L'ultima traccia
🖋️ Charlotte Link
🔍 Elaine Dawson vive un’esistenza segnata da delusioni e tentativi falliti, e quando i voli per Gibilterra vengono cancellati a causa della nebbia, la sua reazione non è sorpresa ma rassegnazione. L’incontro con uno sconosciuto che le offre ospitalità sembra un’occasione inattesa, un gesto di gentilezza che potrebbe cambiare il corso di una giornata storta. Invece diventa l’ultimo momento in cui qualcuno la vede. Da quel giorno Elaine scompare senza lasciare tracce, inghiottita da un vuoto che nessuno riesce a spiegare.
Cinque anni dopo, la sua amica Rosanna Hamilton continua a occuparsi del caso con una determinazione che non si è mai spenta. La accompagna Marc Reeve, l’uomo che aveva ospitato Elaine quella notte e che, pur non essendo mai stato accusato, ha pagato un prezzo altissimo in termini di reputazione e vita privata. La loro collaborazione nasce da un bisogno reciproco: Rosanna vuole risposte, Marc vuole liberarsi da un’ombra che lo segue da anni.
Charlotte Link costruisce un intreccio che si muove tra passato e presente, lasciando emergere lentamente nuovi indizi che suggeriscono che Elaine potrebbe essere ancora viva. La tensione cresce in modo graduale, alimentata da dettagli che sembrano insignificanti ma che, messi insieme, delineano una verità più complessa di quanto chiunque avesse immaginato. Rosanna e Marc si ritrovano coinvolti in una ricerca che li espone a pericoli reali, costringendoli a confrontarsi con persone e situazioni che preferirebbero evitare.

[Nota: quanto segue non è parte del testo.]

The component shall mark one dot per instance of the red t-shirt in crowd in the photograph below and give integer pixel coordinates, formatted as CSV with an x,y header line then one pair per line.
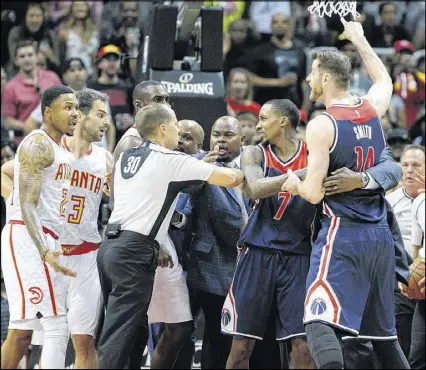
x,y
20,98
238,107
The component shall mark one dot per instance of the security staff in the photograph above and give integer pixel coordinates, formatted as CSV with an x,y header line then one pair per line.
x,y
146,182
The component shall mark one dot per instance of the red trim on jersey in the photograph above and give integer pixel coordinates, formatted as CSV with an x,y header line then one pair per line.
x,y
45,229
21,288
298,161
83,248
358,114
52,293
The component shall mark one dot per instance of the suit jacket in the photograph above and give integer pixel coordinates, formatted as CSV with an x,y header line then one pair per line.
x,y
216,227
387,174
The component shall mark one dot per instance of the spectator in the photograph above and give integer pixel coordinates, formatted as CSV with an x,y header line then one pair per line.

Il romanzo ha diversi punti di forza: la costruzione psicologica dei personaggi, la capacità di rendere credibile la persistenza di Rosanna, il ritratto di Marc come uomo distrutto da un sospetto mai provato ma sempre presente. Anche l’atmosfera è ben calibrata, con un senso costante di incertezza che accompagna ogni passo dell’indagine.
Non mancano, però, elementi meno riusciti. Alcune parti centrali risultano più lente, soprattutto quando la narrazione insiste su riflessioni già espresse, rischiando di rallentare il ritmo. Anche la figura di Elaine, pur essendo il fulcro della storia, rimane a tratti sfuggente, più un’ombra che un personaggio pienamente definito. Questo può creare una distanza emotiva che indebolisce l’impatto di alcune rivelazioni. Tuttavia, quando la trama accelera e i fili cominciano a intrecciarsi, il romanzo ritrova compattezza e intensità.
L’ultima traccia è un thriller psicologico che esplora la fragilità delle vite ordinarie e la facilità con cui una persona può scomparire senza lasciare segni. Charlotte Link mette al centro la tenacia di chi non accetta il silenzio come risposta e costruisce un intreccio che unisce mistero, colpa e una verità che emerge solo quando si è disposti a guardare oltre ciò che sembra evidente.